Difference between Lossless and Lossy Join Decomposition
The process of breaking up of a relation into smaller subrelations is called Decomposition. Decomposition is required in DBMS to convert a relation into a specific normal form which further reduces redundancy, anomalies, and inconsistency in the relation.
There are mainly two types of decompositions in DBMS-
- Lossless Decomposition
- Lossy Decomposition
Difference Between Lossless and Lossy Join Decomposition :
Lossless | Lossy |
---|---|
The decompositions R1, R2, R2…Rn for a relation schema R are said to be Lossless if there natural join results the original relation R. | The decompositions R1, R2, R2…Rn for a relation schema R are said to be Lossy if there natural join results into addition of extraneous tuples with the original relation R. |
Formally, Let R be a relation and R1, R2, R3 … Rn be it’s decomposition, the decomposition is lossless if – R1 ⨝ R2 ⨝ R3 .... ⨝ Rn = R
|
Formally, Let R be a relation and R1, R2, R3 … Rn be its decomposition, the decomposition is lossy if – R ⊂ R1 ⨝ R2 ⨝ R3 .... ⨝ Rn
|
There is no loss of information as the relation obtained after natural join of decompositions is equivalent to original relation. Thus, it is also referred to as non-additive join decomposition | There is loss of information as extraneous tuples are added into the relation after natural join of decompositions. Thus, it is also referred to as careless decomposition. |
The common attribute of the sub relations is a superkey of any one of the relation. | The common attribute of the sub relation is not a superkey of any of the sub relation. |
Example-1:
Example to check whether given Decomposition Lossless Join Decomposition.
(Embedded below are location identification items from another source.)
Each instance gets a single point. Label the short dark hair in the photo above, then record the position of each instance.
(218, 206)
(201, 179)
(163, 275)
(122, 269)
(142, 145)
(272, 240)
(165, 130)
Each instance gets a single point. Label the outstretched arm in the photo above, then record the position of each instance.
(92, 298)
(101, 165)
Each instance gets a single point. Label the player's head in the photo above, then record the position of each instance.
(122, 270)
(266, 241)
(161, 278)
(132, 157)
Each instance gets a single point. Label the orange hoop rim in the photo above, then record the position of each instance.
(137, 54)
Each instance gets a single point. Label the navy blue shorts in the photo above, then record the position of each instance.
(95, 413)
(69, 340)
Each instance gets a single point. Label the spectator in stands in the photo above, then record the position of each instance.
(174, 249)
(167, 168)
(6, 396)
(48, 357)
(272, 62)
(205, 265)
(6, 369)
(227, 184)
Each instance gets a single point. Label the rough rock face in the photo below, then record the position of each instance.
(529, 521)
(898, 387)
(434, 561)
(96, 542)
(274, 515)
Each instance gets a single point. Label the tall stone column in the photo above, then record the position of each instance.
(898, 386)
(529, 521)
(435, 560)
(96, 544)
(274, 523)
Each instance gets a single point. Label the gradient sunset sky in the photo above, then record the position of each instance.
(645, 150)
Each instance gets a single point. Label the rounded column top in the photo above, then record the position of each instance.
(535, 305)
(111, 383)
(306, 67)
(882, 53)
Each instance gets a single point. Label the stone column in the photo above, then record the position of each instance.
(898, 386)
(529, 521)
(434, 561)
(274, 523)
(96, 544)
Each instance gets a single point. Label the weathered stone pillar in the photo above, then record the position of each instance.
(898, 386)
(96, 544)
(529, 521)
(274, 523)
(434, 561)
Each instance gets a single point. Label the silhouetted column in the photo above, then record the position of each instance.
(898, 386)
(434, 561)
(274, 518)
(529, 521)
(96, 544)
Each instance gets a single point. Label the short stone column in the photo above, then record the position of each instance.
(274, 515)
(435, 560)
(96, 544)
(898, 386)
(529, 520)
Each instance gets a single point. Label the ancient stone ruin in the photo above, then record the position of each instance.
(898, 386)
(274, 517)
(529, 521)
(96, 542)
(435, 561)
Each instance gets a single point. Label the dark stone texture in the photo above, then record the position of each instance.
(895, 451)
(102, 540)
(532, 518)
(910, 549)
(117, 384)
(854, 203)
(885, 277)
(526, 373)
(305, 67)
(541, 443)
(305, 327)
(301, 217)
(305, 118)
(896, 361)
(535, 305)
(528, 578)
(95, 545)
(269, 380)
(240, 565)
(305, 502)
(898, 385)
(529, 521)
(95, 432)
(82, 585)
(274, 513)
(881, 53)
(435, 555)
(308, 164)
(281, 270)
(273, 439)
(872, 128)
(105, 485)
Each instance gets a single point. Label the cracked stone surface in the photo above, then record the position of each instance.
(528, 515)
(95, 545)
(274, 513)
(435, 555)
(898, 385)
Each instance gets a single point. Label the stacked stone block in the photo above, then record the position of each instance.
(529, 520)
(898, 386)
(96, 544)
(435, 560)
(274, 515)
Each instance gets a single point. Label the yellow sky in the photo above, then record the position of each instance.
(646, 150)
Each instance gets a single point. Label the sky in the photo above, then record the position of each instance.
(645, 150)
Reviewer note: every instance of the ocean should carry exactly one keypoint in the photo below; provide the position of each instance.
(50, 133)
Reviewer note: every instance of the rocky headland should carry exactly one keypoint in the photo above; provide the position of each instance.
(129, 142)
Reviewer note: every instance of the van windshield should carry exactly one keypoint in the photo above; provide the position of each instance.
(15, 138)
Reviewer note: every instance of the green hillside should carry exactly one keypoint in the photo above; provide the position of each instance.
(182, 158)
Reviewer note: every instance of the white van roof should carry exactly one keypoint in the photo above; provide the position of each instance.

Let there be a relational schema Student(Roll No., S_name, S_dept). StudentDetails(Roll No., S_name) and Dept(Roll No., S_dept) be it’s decompositions.
Roll No. | S_name | S_dept |
---|---|---|
1 | Raju | CSE |
2 | Raju | Quantum Computing |
Roll No. | S_name |
---|---|
1 | Raju |
2 | Raju |
Roll No. |
S_dept |
---|---|
1 |
CSE |
2 |
Quantum Computing |
Now for the decomposition to be lossless,
StudentDetails ⨝ Dept = Student then, StudentDetails ⨝ Dept is
Roll No. | S_name | S_dept |
---|---|---|
1 | Raju | CSE |
2 | Raju | Quantum Computing |
As, StudentDetails ⨝ Dept = Student,
This decomposition is Lossless.
Example-2:
Example to check whether given Decomposition Lossy Join Decomposition.
Let there be a relational schema Student(Roll No., S_name, S_dept). StudentDetails(Roll No., S_name) and Dept(S_name, S_dept) be it’s decompositions.
Roll No. | S_name | S_dept |
---|---|---|
1 | Raju | CSE |
2 | Raju | Quantum Computing |
Roll No. | S_name |
---|---|
1 | Raju |
2 | Raju |
S_name | S_dept |
---|---|
Raju | CSE |
Raju | Quantum Computing |
Now for the decomposition to be lossy,
Student ⊂ StudentDetails ⨝ Dept then, StudentDetails ⨝ Dept is
Roll No. | S_name | S_dept |
---|---|---|
1 | Raju | CSE |
1 | Raju | Quantum Computing |
2 | Raju | CSE |
2 | Raju | Quantum Computing |
As, Student ⊂ StudentDetails ⨝ Dept,
This decomposition is Lossy.
Thus, we can figure out whether decomposition is lossless or lossy.